Neticede karar doğru ama yetersiz!
Mevcut enflasyon oranlarına baktığımızda politika faizi hala düşük seviyelerde. Her ne kadar gerçek enflasyonun TÜİK’in verileri ile gizlendiğine dair inanç toplumda ağır bassa da resmi olarak yayınlayan enflasyon verileri dahi (yüzde 11,77) bugünkü kurul kararı ile yüzde 10,25 olan politika faizinden yüksek durumda.
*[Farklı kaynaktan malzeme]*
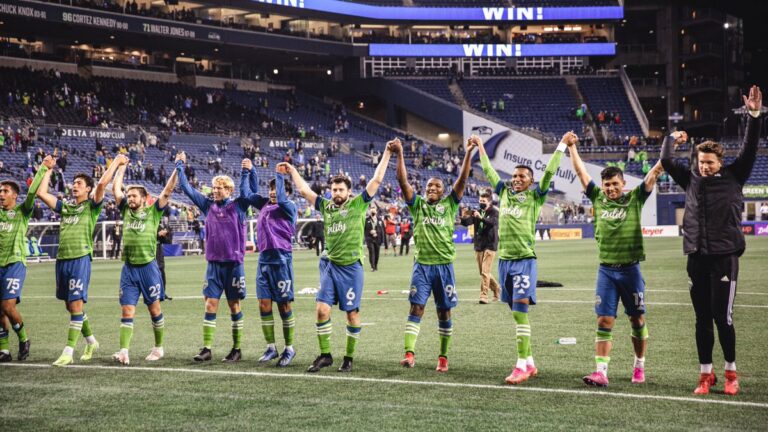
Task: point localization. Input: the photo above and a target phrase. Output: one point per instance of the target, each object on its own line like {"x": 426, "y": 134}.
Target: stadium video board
{"x": 447, "y": 14}
{"x": 491, "y": 50}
Haliyle, Türk Lirası’nın değer kazanabilmesi için artık yalnızca faiz artırımı yeterli olmayacak. Merkez Bankası’nın bundan sonra sürdürülebilir ve güvenilir bir politika izlemesi kaçınılmaz.
Ama o da yetmeyecek!
Etkin ve bağımsız bir para politikası ile birlikte etkin bir maliye politikası da şart.
Ama o da yetmeyecek!
Tüm bunlarla eşgüdümlü olarak hayata geçirilmesi gereken yapısal reformlar var.
Ve bu yapısal reformların öncelikli olarak ekonomi alanında değil eğitim, adalet ve hukukun üstünlüğü gibi konularda başlaması gerekiyor.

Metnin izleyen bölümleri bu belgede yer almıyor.